I've added a check if the foreground color red, green and blue values adds up to less than (255*3)/2 to assume dark text and invert the gradient in the processes box.

ulph0 commented 4 years ago

i copied the "whiteout" theme and changed it because the default theme is not as a file in the themes folder. when i switch theme[main_fg] to black, i have no gradient at all. what do i have to change? please see my settings below. okay, maybe you couldn't autodetect the background color if set to terminal default, but what when there is s.th. in theme[main_bg]? eg. white?

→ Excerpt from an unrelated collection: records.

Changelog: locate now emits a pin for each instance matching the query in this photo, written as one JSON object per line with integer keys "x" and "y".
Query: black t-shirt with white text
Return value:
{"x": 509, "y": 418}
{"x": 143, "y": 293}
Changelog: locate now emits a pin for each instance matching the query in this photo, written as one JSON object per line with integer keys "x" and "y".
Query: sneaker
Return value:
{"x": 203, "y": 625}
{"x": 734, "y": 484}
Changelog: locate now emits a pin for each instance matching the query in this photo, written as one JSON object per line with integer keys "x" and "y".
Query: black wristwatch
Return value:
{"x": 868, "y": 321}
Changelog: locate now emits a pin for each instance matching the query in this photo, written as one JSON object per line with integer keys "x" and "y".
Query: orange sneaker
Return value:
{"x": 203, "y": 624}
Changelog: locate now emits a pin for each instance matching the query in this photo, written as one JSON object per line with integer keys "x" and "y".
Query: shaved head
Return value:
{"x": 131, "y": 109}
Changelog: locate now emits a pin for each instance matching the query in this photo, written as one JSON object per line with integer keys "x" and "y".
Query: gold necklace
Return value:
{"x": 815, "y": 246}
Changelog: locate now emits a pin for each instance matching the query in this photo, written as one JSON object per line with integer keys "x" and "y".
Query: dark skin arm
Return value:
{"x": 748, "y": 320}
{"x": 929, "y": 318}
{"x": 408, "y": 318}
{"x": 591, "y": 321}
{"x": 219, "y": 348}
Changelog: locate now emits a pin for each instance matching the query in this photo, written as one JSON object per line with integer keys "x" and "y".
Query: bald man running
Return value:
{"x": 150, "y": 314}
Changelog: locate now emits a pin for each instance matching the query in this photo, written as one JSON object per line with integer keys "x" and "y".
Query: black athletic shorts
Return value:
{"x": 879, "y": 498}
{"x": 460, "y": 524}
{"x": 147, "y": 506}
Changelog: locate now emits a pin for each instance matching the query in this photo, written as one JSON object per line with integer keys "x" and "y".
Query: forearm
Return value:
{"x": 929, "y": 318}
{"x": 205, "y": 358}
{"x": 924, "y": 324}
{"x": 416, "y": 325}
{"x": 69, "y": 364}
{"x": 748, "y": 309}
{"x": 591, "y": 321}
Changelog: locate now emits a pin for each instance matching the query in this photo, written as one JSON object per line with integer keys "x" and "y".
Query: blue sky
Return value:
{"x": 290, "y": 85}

# Main background, empty for terminal default, need to be empty if you want transparent background
theme[main_bg]=""

# Main text color
theme[main_fg]="#00"

# Title color for boxes
theme[title]="#10"

# Higlight color for keyboard shortcuts
theme[hi_fg]="#284d75"

# Background color of selected item in processes box
theme[selected_bg]="#15283d"

# Foreground color of selected item in processes box
theme[selected_fg]="#ff"

# Color of inactive/disabled text
theme[inactive_fg]="#dd"

# Misc colors for processes box including mini cpu graphs, details memory graph and details status text
theme[proc_misc]="#00"

# Cpu box outline color
theme[cpu_box]="#1a361e"

# Memory/disks box outline color
theme[mem_box]="#3d3c14"

# Net up/down box outline color
theme[net_box]="#1a1742"

# Processes box outline color
theme[proc_box]="#3b1515"
aristocratos commented 4 years ago

Yup, my mistake. Didn't account for value being zero in the calculations, will be fixed in next update. Again :)

ulph0 commented 4 years ago

mhm i even see no gradient if i set theme[main_fg]="#11"

aristocratos commented 4 years ago

Yeah, the calculation right now is (value-(value/6)/height_of_box) which becomes to small to be noticeable on lower values, the new calculations to fix it is (value-255-(value-255/6)/height_of_box) which reverses it when the values are below 255*3/2 and keeps the normal calculation when values are above.

aristocratos commented 4 years ago

Fixed in v0.9.21

ulph0 commented 4 years ago

thanks! works & looks pretty well now!